Le cheval de Turin
Le cheval de Turin, annoncé par son réalisateur, Béla Tarr, comme son dernier film, débute par une anecdote teintée d’humour noir. Une voix‑off raconte ainsi que le 3 janvier 1889, le philosophe Friedrich Nietzsche sombra dans la démence après sa rencontre avec un cheval malmené par son maître.
Puis la séquence inaugurale révèle une campagne sinistrée, battue par des rafales de vent et dans laquelle un vieil homme tente d’avancer avec son cheval. L’éprouvant voyage s’achève dans un abri de fortune, un huis clos rudimentaire, dressé contre la perpétuité des intempéries et l’imminence du chaos.

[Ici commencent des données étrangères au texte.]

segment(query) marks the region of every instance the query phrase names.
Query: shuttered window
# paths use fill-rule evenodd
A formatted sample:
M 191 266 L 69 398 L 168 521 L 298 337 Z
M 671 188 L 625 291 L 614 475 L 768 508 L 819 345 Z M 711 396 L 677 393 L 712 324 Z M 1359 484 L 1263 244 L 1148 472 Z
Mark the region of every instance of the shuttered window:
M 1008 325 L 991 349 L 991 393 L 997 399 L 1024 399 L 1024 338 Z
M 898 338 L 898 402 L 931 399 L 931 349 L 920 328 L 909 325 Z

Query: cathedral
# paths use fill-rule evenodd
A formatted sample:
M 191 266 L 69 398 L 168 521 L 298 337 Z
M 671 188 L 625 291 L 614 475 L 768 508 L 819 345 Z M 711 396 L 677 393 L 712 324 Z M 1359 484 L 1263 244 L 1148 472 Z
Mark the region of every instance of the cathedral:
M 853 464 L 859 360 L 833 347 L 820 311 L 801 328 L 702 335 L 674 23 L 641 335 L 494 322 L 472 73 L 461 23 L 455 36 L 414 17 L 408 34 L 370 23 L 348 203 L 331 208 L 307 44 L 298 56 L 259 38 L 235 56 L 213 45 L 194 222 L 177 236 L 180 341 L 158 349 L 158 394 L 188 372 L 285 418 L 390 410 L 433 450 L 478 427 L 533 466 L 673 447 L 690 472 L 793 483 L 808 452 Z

Les jours se suivent et les gestes se ressemblent, comme captifs d'un bégaiement absurde et mécanique. Pendant plus de deux heures, la filiation appauvrie en lien humain et chaleur se change en une cohabitation mutique, presque résignée. La pesanteur, pourtant assourdissante, générée par de minutieux plans‑séquences, conforte ce radeau figé et allégorique vers son cheminement apocalyptique, tandis que de rares trouées extérieures (l’irruption d’un paysan volubile en quête d’eau de vie, une inquiétante troupe de Tziganes surgissant de la profondeur de champ aussi vite qu’elle ne s’éclipse) contredisent le temps de l’éternel retour mais sèment le Mal, par le verbe ou par l’eau, élément vital. Un monument.